Public health implications and future risk
The cohorts now in middle age were raised during a shift in the national food environment: supermarkets and vending options proliferated with engineered convenience foods, and mass marketing normalized their consumption. With children and adolescents today consuming even larger shares of calories from ultra-processed sources, researchers warn that future older populations might show higher lifetime prevalence of addiction-like eating patterns.
Because consumption of ultra-processed foods is linked with cardiometabolic disease and premature mortality in other research, addiction-like patterns raise concerns for long-term population health. The study's senior author emphasized the need to consider not only nutritional content but also how product design and marketing shape behavior across the life course.

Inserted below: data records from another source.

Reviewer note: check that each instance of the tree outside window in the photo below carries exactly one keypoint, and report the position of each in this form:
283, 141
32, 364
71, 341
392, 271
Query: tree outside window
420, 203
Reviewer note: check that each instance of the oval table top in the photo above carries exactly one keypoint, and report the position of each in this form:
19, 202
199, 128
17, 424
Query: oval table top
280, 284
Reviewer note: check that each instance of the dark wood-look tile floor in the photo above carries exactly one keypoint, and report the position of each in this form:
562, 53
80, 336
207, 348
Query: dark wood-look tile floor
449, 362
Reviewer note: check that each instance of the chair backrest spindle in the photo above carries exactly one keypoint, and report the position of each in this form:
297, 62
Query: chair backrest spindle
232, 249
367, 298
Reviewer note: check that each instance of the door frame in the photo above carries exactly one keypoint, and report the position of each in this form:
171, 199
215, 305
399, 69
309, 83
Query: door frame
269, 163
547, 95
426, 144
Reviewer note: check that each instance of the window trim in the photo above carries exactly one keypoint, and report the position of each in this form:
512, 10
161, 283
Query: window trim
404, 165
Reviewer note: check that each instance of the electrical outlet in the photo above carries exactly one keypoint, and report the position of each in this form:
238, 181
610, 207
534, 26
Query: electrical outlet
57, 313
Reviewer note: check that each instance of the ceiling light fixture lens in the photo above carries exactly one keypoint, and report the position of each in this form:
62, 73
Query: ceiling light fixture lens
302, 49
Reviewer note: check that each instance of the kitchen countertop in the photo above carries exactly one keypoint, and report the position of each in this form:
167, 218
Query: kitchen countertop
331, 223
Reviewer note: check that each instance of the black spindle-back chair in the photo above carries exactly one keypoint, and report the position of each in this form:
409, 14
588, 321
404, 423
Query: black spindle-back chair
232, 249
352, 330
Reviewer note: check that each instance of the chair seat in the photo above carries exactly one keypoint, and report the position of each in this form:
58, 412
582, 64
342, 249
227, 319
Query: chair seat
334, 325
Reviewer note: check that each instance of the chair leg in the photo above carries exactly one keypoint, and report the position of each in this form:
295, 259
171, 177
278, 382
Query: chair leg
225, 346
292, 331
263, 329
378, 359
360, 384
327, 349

Health systems and clinicians may need new screening tools and interventions that recognize compulsive or loss-of-control eating tied to ultra-processed foods. Prevention efforts targeted at critical developmental windows—childhood and adolescence—could be essential to reducing lifetime risk.
Expert Insight
"We are observing a pattern that is familiar from other public-health challenges: environmental exposure combined with targeted marketing can create lifelong vulnerabilities," said Dr. Maya R. Santos, a public health nutritionist and lecturer in behavioral nutrition. "From a prevention standpoint, policies that limit children's exposure to highly engineered foods and regulate deceptive 'health' claims could reduce the number of people who develop these addiction-like behaviors by midlife. Clinicians should also be aware that a patient's weight perception and social isolation are not just background factors; they often interact with how people eat."
"This research highlights the need for multidisciplinary responses—nutrition policy, behavioral therapy, and community supports—to address the complex drivers of compulsive eating related to ultra-processed products," Dr. Santos added.
Conclusion
The University of Michigan analysis spotlights a growing public-health challenge: adults who grew up in a food landscape built around ultra-processed products are showing higher rates of addiction-like eating, particularly women now in their 50s. Measured with the modified Yale Food Addiction Scale 2.0, these patterns correlate with poorer self-reported mental and physical health, weight perception, and social isolation. With younger generations consuming proportionally more ultra-processed calories, the study raises urgent questions about prevention, clinical screening, and policy interventions to limit future harm.
Policymakers, clinicians, and communities should consider how product design, marketing, and social determinants of health combine to shape long-term eating behavior. Early interventions—both educational and regulatory—may be crucial to reducing the lifetime burden of ultra-processed food addiction and its downstream health effects.